Cgil, Cisl e Uil con Confindustria, Confcommercio, Confesercenti, Confservizi, Confcooperative, Legacoop, Agci e Confapi hanno sottoscritto un “Avviso comune” in tema di previdenza complementare all’interno di un welfare contrattuale integrato e coordinato.
Nelle premesse si legge come “ln questo scenario in continua evoluzione, il ruolo delle Parti sociali e della contrattazione collettiva diventa uno strumento essenziale ed imprescindibile per garantire una previdenza complementare sostenibile ed efficiente, ad integrazione e supporto del primo pilastro pensionistico obbligatorio”.
Nelle determinazioni finali, “condividendo l’analisi di scenario, le Parti convengono quanto segue:
- di favorire e accompagnare il rafforzamento del modello di integrazione tra welfare pubblico e welfare contrattuale, al fine di garantire la solidità del sistema dei fondi pensione negoziali e del welfare contrattuale in generale. In questa prospettiva, le Parti ribadiscono che il secondo pilastro deve svilupparsi in una logica di integrazione, complementarità e sussidiarietà rispetto al sistema pubblico;
- che, facendo seguito a quanto condiviso negli accordi sottoscritti rispettivamente dalle parti, il livello interconfederale deve svolgere sui temi del welfare contrattuale una funzione di coordinamento, di individuazione dei principi comuni, nonché di gestione degli indirizzi politici di fondo.

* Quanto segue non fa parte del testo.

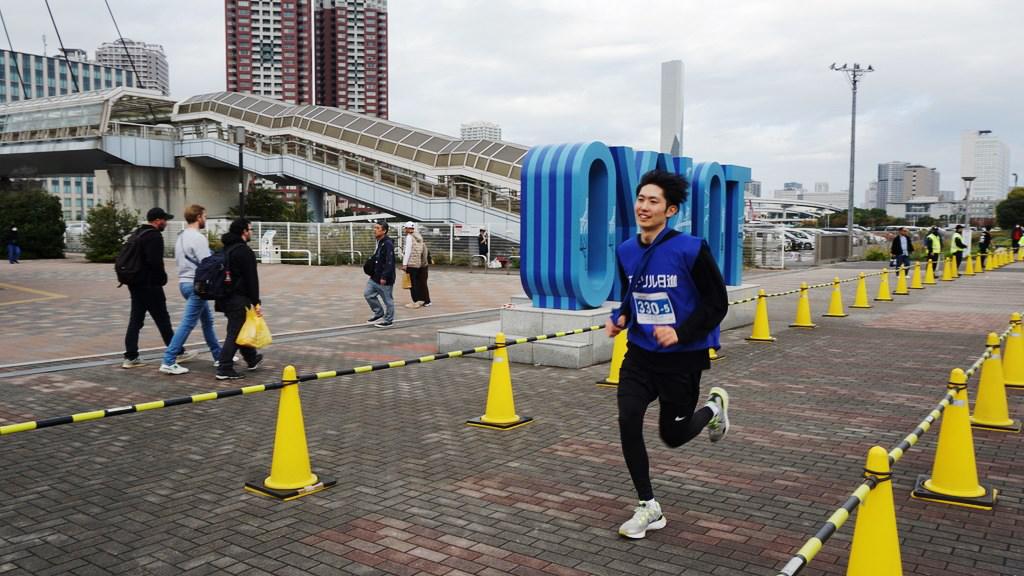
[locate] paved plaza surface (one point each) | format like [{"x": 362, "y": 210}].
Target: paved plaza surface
[{"x": 419, "y": 492}]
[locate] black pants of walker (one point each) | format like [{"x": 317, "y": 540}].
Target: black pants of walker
[
  {"x": 146, "y": 299},
  {"x": 235, "y": 310},
  {"x": 677, "y": 394}
]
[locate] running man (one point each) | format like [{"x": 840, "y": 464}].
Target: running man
[{"x": 674, "y": 302}]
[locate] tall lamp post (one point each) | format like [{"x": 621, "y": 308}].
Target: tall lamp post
[
  {"x": 853, "y": 74},
  {"x": 240, "y": 138},
  {"x": 967, "y": 200}
]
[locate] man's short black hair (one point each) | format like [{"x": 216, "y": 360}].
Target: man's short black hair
[
  {"x": 676, "y": 188},
  {"x": 239, "y": 225}
]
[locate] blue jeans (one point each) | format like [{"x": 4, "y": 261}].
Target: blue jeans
[
  {"x": 374, "y": 291},
  {"x": 196, "y": 310}
]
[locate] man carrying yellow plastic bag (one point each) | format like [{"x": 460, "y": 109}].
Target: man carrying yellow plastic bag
[{"x": 240, "y": 274}]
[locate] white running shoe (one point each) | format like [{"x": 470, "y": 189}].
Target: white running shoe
[
  {"x": 174, "y": 369},
  {"x": 647, "y": 516},
  {"x": 719, "y": 425}
]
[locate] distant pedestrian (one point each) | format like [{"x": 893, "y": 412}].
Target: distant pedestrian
[
  {"x": 13, "y": 249},
  {"x": 901, "y": 248},
  {"x": 985, "y": 243},
  {"x": 415, "y": 263},
  {"x": 189, "y": 249},
  {"x": 956, "y": 246},
  {"x": 146, "y": 288},
  {"x": 244, "y": 293},
  {"x": 378, "y": 292},
  {"x": 481, "y": 245},
  {"x": 675, "y": 298},
  {"x": 933, "y": 246}
]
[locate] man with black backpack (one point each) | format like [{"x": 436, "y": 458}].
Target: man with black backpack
[
  {"x": 241, "y": 276},
  {"x": 140, "y": 265}
]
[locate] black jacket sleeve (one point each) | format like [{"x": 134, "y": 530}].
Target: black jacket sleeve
[{"x": 714, "y": 298}]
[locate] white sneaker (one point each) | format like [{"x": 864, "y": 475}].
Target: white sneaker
[
  {"x": 133, "y": 363},
  {"x": 174, "y": 369},
  {"x": 719, "y": 425},
  {"x": 236, "y": 358},
  {"x": 647, "y": 516}
]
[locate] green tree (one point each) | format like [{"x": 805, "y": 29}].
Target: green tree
[
  {"x": 109, "y": 224},
  {"x": 38, "y": 216},
  {"x": 1010, "y": 212},
  {"x": 263, "y": 204}
]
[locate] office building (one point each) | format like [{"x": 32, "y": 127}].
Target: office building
[
  {"x": 480, "y": 131},
  {"x": 987, "y": 159},
  {"x": 351, "y": 55},
  {"x": 890, "y": 182},
  {"x": 268, "y": 44},
  {"x": 147, "y": 60},
  {"x": 920, "y": 181},
  {"x": 48, "y": 76}
]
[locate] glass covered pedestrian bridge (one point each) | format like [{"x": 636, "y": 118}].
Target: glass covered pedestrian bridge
[
  {"x": 419, "y": 162},
  {"x": 87, "y": 115}
]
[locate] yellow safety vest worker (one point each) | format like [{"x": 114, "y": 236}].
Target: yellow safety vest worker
[{"x": 954, "y": 244}]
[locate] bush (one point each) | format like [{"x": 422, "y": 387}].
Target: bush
[
  {"x": 38, "y": 216},
  {"x": 109, "y": 224}
]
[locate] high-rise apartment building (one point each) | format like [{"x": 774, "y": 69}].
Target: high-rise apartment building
[
  {"x": 987, "y": 159},
  {"x": 890, "y": 183},
  {"x": 480, "y": 131},
  {"x": 351, "y": 55},
  {"x": 268, "y": 45},
  {"x": 48, "y": 76},
  {"x": 147, "y": 60}
]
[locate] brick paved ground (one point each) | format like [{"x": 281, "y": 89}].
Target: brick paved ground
[{"x": 420, "y": 493}]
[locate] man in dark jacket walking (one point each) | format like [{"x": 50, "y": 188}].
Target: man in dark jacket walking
[
  {"x": 147, "y": 290},
  {"x": 381, "y": 283},
  {"x": 241, "y": 261}
]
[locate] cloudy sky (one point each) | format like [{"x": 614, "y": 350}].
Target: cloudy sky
[{"x": 758, "y": 92}]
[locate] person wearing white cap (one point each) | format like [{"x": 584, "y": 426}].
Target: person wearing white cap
[{"x": 414, "y": 261}]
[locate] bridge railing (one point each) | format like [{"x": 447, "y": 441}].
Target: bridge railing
[{"x": 479, "y": 193}]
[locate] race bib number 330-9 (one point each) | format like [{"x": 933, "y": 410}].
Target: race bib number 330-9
[{"x": 654, "y": 307}]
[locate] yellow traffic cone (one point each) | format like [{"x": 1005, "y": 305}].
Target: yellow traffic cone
[
  {"x": 617, "y": 354},
  {"x": 884, "y": 295},
  {"x": 836, "y": 304},
  {"x": 1013, "y": 360},
  {"x": 954, "y": 471},
  {"x": 901, "y": 289},
  {"x": 860, "y": 298},
  {"x": 803, "y": 319},
  {"x": 762, "y": 329},
  {"x": 290, "y": 474},
  {"x": 930, "y": 273},
  {"x": 500, "y": 413},
  {"x": 875, "y": 550},
  {"x": 947, "y": 273},
  {"x": 915, "y": 278},
  {"x": 990, "y": 411}
]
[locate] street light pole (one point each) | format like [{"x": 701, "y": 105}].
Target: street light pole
[
  {"x": 967, "y": 200},
  {"x": 240, "y": 138},
  {"x": 853, "y": 74}
]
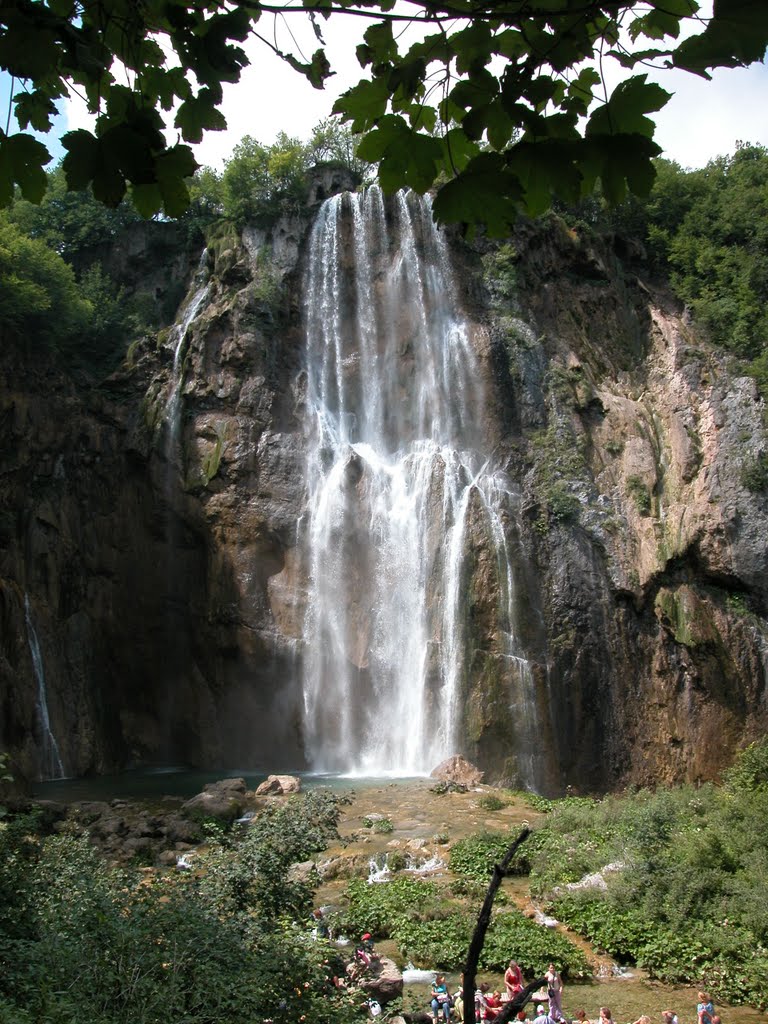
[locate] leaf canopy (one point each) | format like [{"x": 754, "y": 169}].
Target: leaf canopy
[{"x": 518, "y": 83}]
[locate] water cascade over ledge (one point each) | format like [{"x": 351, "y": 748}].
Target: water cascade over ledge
[
  {"x": 403, "y": 501},
  {"x": 51, "y": 764}
]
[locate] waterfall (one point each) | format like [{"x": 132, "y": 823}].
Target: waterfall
[
  {"x": 177, "y": 337},
  {"x": 398, "y": 473},
  {"x": 51, "y": 765}
]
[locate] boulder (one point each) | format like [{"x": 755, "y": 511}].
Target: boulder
[
  {"x": 383, "y": 981},
  {"x": 278, "y": 784},
  {"x": 459, "y": 770},
  {"x": 224, "y": 800}
]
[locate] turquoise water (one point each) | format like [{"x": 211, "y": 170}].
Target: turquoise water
[{"x": 176, "y": 780}]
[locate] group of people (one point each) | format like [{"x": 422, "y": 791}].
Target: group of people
[{"x": 488, "y": 1005}]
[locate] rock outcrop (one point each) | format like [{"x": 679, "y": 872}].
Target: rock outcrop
[
  {"x": 160, "y": 570},
  {"x": 458, "y": 770}
]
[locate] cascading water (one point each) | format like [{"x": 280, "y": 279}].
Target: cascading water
[
  {"x": 51, "y": 764},
  {"x": 177, "y": 337},
  {"x": 396, "y": 472}
]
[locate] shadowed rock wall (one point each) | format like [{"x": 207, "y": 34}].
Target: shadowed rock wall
[{"x": 167, "y": 589}]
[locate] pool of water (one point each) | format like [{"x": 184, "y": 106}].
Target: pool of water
[{"x": 177, "y": 780}]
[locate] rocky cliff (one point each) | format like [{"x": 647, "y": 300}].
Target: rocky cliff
[{"x": 166, "y": 585}]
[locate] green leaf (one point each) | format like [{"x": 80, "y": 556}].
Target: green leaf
[
  {"x": 80, "y": 162},
  {"x": 625, "y": 112},
  {"x": 175, "y": 196},
  {"x": 22, "y": 161},
  {"x": 35, "y": 109},
  {"x": 178, "y": 162},
  {"x": 364, "y": 103},
  {"x": 380, "y": 45},
  {"x": 483, "y": 194},
  {"x": 736, "y": 35},
  {"x": 147, "y": 200},
  {"x": 621, "y": 162},
  {"x": 545, "y": 170},
  {"x": 458, "y": 151},
  {"x": 199, "y": 114}
]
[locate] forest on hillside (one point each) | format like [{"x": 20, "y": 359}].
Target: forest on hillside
[{"x": 705, "y": 231}]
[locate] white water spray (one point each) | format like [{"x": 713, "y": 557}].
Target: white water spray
[
  {"x": 51, "y": 765},
  {"x": 177, "y": 336},
  {"x": 396, "y": 475}
]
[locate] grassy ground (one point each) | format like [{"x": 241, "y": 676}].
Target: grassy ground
[{"x": 418, "y": 814}]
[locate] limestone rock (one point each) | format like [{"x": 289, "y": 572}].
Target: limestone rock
[
  {"x": 224, "y": 800},
  {"x": 279, "y": 784},
  {"x": 459, "y": 770},
  {"x": 383, "y": 981}
]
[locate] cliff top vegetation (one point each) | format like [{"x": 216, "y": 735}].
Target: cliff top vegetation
[{"x": 503, "y": 105}]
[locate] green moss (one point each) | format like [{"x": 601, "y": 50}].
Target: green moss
[
  {"x": 639, "y": 493},
  {"x": 686, "y": 616},
  {"x": 755, "y": 473},
  {"x": 500, "y": 272},
  {"x": 211, "y": 462}
]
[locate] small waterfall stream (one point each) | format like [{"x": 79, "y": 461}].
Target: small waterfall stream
[
  {"x": 397, "y": 476},
  {"x": 51, "y": 766},
  {"x": 177, "y": 338}
]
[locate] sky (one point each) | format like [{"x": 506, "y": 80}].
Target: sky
[{"x": 701, "y": 121}]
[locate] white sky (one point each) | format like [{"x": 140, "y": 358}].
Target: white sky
[{"x": 701, "y": 121}]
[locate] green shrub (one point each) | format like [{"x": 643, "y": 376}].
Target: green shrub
[
  {"x": 476, "y": 855},
  {"x": 491, "y": 802},
  {"x": 750, "y": 771}
]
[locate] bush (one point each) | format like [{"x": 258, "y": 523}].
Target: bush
[{"x": 476, "y": 855}]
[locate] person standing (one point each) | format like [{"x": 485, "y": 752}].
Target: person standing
[
  {"x": 440, "y": 998},
  {"x": 513, "y": 979},
  {"x": 554, "y": 991},
  {"x": 705, "y": 1009}
]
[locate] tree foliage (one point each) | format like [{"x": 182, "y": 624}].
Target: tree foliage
[
  {"x": 683, "y": 893},
  {"x": 707, "y": 231},
  {"x": 83, "y": 940},
  {"x": 505, "y": 104},
  {"x": 41, "y": 302}
]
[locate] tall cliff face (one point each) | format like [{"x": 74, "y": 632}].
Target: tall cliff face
[{"x": 167, "y": 585}]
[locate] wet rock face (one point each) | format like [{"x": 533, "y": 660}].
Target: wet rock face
[{"x": 168, "y": 594}]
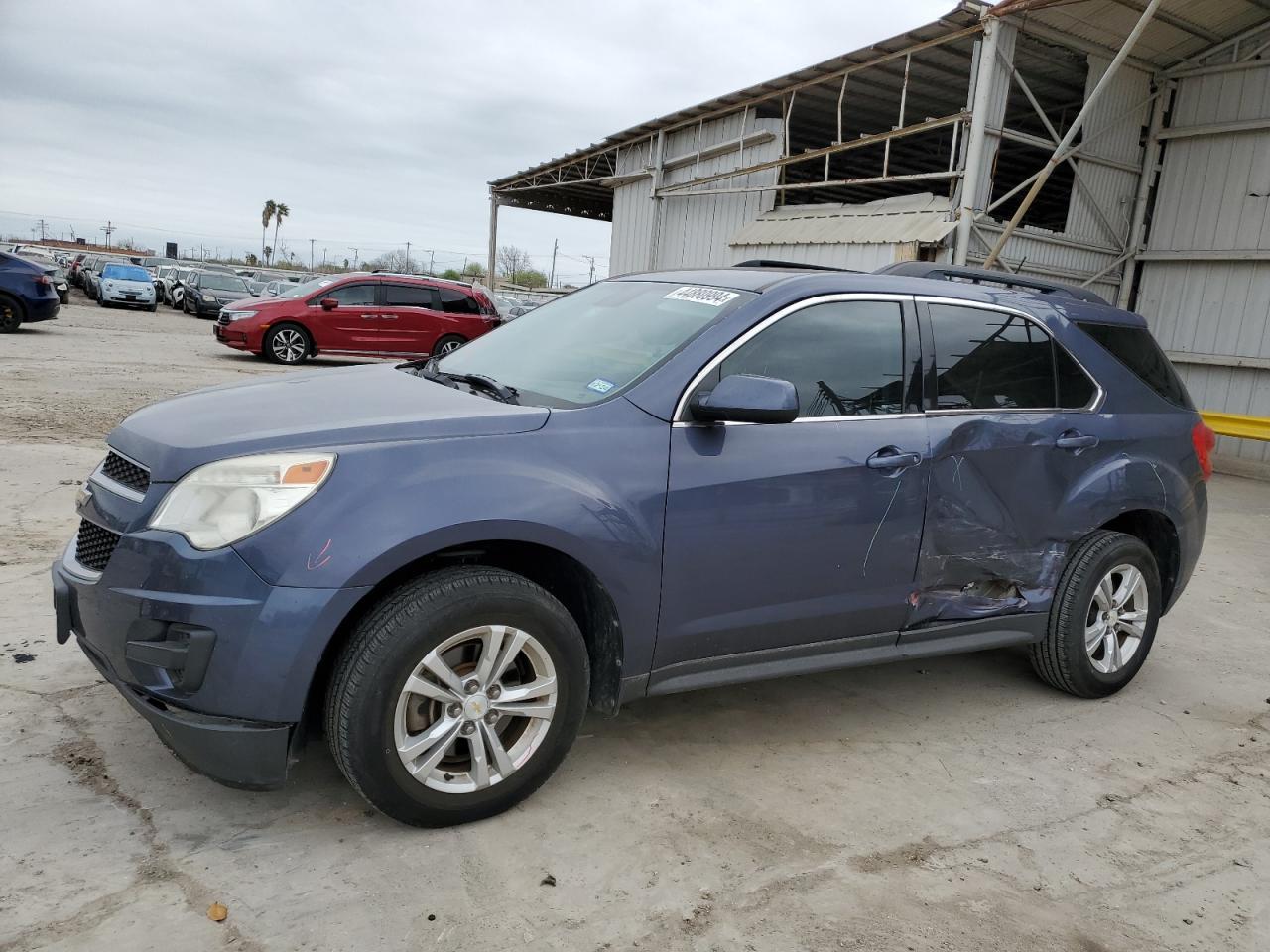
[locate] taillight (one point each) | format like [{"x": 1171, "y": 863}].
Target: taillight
[{"x": 1205, "y": 442}]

Per raggiungere questo obiettivo, le Organizzazioni sottoscriventi ritengono necessario quanto segue:
- l’adozione da parte di tutti i soggetti coinvolti di regole che garantiscano coerenza e funzionalità al sistema della contrattazione collettiva;
- di fissare, anche tramite accordo interconfederale, alcune linee di indirizzo per la contrattazione collettiva con riferimento alla previdenza complementare che vadano nel senso di rafforzare il principio dell’inscindibile nesso tra contributo datoriale e adesione alle forme di previdenza complementare di natura contrattuale. Al riguardo, quale primo intervento, si rinvia all’Allegato 1 al presente Avviso;
- la realizzazione di una campagna informativa istituzionale, che veda coinvolti oltre alle Istituzioni competenti, le Parti sociali e tutti gli operatori del sistema di previdenza complementare, nell’ambito della quale le Parti si impegnano a svolgere un ruolo attivo, al fine di promuovere una maggiore alfabetizzazione previdenziale e conoscenza della disciplina della previdenza complementare e delle diverse forme pensionistiche esistenti, con l’obiettivo di favorire scelte consapevoli da parte delle lavoratrici e dei lavoratori”.